Going to the Races

Or to be more precise, going to the race-course: the two-day PBFA fair in York, held at the local race-course, with a curious backdrop of betting windows, echoes of the language of the track and a jaunty, sporty feeling of backing your fancy. Not at all inappropriate, for the professional bookbuyer (and probably, I suspect, some amateurs) buying a book at a fair is often a matter of taking a punt – a calculated gamble.

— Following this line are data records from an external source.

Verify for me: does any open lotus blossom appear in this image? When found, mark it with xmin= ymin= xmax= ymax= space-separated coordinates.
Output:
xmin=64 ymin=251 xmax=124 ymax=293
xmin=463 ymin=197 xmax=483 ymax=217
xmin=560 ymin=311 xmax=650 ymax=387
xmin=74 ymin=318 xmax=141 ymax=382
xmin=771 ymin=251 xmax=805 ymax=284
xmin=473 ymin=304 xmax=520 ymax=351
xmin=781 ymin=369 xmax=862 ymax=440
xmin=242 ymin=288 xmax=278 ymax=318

An enormous fair – well over 200 exhibitors. Certainly the biggest in the British Isles, the biggest in Europe they say, and quite possibly the second largest in the world. Plenty of people to say that it has grown too large – the public don’t like it, they can’t get round it all in a day. Possibly true, but I can’t imagine people being lured back were there to be a stern promise of fewer books and fewer booksellers next year. It is surely the sheer size that brings people in from all over the world – the knowledge that there is bound a book for you.  That no-one can have looked at everything. There must be something hidden on one of the multiple floors that no-one has yet spotted. Certainly there were both exhibitors and visitors from the very top end of the London trade. And there were too some very good booksellers that we seldom or never see exhibiting in the south.

This is one of the great successes of the British trade in recent years. Record figures were again posted this year. Let us cherish it. And let us congratulate the booksellers of York who have put so much effort into making it such a perennial success. Take a bow.